As Patrick led Flopps along the rock fence toward the hayfield, he saw a woman with a baby coming up the road. Stopping on the other side of the fence, she shyly said, “I’m looking for Patrick McEntree.”

“I’m Patrick.”

“Oh. I wanted to thank you for giving my son that book—the Book of Mormon. Ever since my husband died last year, I have been looking for it. Someone gave me a copy many years ago, and I just laid it aside then. But when my husband died right before the baby came, I had to put most of the work on Michael. My whole world seemed to fall apart. For some reason, I just knew I had to find that book again and read it. Now that I have, I feel much better. Thank you so much.”

Patrick could only stand with his mouth open.

The woman paused and hoisted the baby farther up in her arms. “Could I ask for one more favor? Would you teach me more about your church?”

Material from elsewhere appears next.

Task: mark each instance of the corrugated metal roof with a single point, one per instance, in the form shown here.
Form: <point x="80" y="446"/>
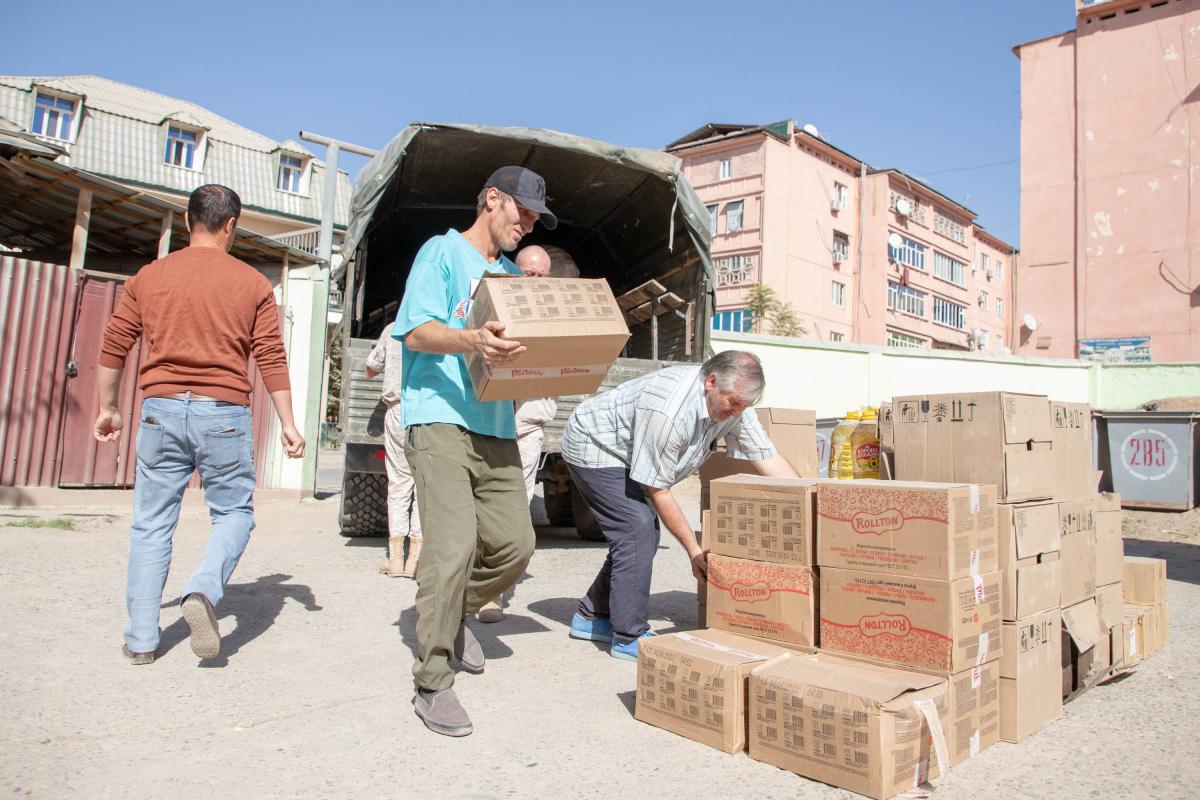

The next Sunday Patrick went with the two missionaries to Michael O’Brien’s home. When he walked into the cottage, Patrick gulped in astonishment. The room was packed with people! He sat down beside Michael and whispered, “Where did all these people come from?”

“They’re my cousins from Dublin. They come every year at haying time. They want to hear about your church too.”

Patrick watched Michael smile as the missionaries talked about the gospel of Jesus Christ. He was beginning to understand why God loved Michael so much.

Patrick noticed his leather-bound Book of Mormon on a table near the glowing fireplace. Someday, he thought, I’ll get another leather-bound Book of Mormon. He was glad now that he had given his first one away.